To underline, I make no complaint whatsoever. In the absence of an obvious route to pursue, an institution will naturally revert to contemplating its own procedures. In addition, essaying alternative routes may - I stress, may - generate productive ideas.
So there is talk of a motion of no confidence in the prime minister. To which one might say: and then? The UK is still leaving on March 29.
Perhaps then there should be a motion of no confidence in the UK government as a whole. And then? Remember that date.
How about a general election? Four to five weeks of campaigning.

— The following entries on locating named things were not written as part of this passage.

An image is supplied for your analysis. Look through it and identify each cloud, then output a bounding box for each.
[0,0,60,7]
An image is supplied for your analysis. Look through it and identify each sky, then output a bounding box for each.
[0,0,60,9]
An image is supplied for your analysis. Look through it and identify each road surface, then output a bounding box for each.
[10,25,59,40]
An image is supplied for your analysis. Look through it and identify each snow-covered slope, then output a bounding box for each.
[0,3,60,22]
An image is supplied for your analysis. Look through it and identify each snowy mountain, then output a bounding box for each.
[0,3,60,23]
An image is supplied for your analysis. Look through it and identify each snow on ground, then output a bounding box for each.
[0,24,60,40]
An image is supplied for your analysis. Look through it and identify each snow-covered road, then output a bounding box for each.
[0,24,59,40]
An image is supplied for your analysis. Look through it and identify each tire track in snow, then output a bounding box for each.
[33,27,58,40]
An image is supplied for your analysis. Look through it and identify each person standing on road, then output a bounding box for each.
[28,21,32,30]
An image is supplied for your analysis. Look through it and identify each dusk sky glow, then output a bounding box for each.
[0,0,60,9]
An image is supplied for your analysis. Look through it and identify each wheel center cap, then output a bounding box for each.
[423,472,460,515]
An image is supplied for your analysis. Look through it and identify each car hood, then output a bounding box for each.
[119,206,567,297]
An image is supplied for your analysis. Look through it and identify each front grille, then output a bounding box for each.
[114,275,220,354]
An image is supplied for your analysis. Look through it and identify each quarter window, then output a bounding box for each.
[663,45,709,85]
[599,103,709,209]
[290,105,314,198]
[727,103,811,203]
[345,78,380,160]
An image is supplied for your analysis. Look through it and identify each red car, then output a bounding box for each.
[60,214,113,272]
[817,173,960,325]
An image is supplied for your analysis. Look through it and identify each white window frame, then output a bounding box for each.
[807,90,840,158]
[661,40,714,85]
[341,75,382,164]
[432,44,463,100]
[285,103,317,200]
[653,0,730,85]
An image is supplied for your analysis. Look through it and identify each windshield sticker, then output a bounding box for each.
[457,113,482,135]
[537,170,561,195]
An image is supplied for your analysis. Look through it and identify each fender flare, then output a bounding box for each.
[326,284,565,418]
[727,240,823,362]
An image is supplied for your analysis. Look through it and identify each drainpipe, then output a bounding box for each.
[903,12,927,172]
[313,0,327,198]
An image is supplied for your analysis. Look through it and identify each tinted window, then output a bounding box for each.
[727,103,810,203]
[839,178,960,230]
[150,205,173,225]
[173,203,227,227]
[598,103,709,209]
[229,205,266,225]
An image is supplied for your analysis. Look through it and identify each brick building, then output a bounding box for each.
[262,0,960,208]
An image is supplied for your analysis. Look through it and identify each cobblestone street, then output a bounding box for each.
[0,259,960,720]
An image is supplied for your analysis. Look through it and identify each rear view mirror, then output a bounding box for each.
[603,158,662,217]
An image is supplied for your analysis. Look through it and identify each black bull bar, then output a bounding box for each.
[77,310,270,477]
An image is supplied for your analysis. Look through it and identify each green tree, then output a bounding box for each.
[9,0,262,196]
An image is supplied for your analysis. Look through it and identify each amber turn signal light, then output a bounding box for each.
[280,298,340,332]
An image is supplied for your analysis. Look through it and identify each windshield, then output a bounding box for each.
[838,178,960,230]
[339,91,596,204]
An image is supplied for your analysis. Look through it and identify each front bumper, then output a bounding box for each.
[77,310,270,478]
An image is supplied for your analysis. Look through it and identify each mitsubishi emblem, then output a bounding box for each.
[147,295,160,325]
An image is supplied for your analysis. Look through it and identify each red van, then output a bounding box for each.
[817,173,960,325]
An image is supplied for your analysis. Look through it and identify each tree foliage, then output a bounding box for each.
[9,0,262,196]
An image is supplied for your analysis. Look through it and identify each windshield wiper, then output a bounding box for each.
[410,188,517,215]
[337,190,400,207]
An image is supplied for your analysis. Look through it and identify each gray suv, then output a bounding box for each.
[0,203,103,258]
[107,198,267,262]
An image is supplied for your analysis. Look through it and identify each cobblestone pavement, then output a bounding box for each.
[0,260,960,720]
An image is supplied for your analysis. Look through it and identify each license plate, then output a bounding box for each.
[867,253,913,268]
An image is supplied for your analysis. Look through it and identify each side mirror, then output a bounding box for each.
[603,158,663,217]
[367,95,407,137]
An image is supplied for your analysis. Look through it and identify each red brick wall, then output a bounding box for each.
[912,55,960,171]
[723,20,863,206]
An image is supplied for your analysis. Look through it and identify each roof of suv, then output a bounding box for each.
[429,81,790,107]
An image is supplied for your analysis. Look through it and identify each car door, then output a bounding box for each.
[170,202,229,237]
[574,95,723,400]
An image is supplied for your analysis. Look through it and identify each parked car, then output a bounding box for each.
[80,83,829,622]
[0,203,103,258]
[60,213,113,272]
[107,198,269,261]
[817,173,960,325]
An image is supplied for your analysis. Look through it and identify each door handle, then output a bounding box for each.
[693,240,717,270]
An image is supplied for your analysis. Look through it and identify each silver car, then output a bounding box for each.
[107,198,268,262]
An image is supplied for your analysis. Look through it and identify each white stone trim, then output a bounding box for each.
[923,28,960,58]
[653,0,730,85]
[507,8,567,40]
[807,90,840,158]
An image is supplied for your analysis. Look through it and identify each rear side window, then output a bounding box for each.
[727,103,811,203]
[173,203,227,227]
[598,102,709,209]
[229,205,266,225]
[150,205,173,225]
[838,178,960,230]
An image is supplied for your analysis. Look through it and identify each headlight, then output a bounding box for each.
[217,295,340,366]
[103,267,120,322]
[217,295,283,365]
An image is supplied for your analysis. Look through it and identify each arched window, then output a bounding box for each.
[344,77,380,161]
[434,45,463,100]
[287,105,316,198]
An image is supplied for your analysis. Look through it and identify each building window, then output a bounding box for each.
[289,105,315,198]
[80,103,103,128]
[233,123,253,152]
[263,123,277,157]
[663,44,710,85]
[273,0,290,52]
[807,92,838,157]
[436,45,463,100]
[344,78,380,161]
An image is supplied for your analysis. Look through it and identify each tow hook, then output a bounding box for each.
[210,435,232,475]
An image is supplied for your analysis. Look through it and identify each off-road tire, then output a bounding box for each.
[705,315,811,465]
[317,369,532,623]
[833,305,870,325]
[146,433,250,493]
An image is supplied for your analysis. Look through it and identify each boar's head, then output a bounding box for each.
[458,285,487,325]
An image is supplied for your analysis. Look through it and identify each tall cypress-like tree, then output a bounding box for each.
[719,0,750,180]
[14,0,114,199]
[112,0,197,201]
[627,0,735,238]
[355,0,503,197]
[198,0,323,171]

And then?
Or a further referendum on membership of the EU? What if the UK voted, perhaps by an even clearer margin, to Leave? And then?
It seems to me that each of these scenarios - and, I stress again, I make no complaint about their being paraded - point to one conclusion. At least, at this point.
That the UK or, more precisely, our elected representatives in the House of Commons, are not yet ready, it would seem, to sanction that departure from the EU on March 29.
Which would point to the need for the departure date to be delayed. By agreement, of course, with the other partners to the treaty, the EU and its continuing members.
This may be avoided if MPs can be prevailed upon to support Mrs May's package. It would seem, at this stage, that the back-up assurances from the EU fall short of the demands advanced by sceptics, most notably because they do not alter the text of the agreement itself.
Margin of defeat
But, to be clear again, that is because it is not open to MPs to bargain over this matter, to lodge amendments, to have a word with the chief whip. This is a legally binding international treaty, negotiated between the UK's governing executive and the EU.
If Mrs May goes down to a defeat on Tuesday in the Commons, particularly if the defeat is heavy, then our treaty partners, the EU, will be obliged to rethink. Albeit, with ill grace. Will this ever be over, you can hear them asking?
If the defeat is narrow, then Mrs May might conceivably try again, hoping that some Tories and even perhaps some opponents will be deflected by her warning that Brexit might not happen, that the declared will of the UK people will be overturned.
More probably, if the defeat is substantial, then the talk will be of deferring departure, by agreement - and using the time to seek a revised treaty. Again, if our EU partners will consent.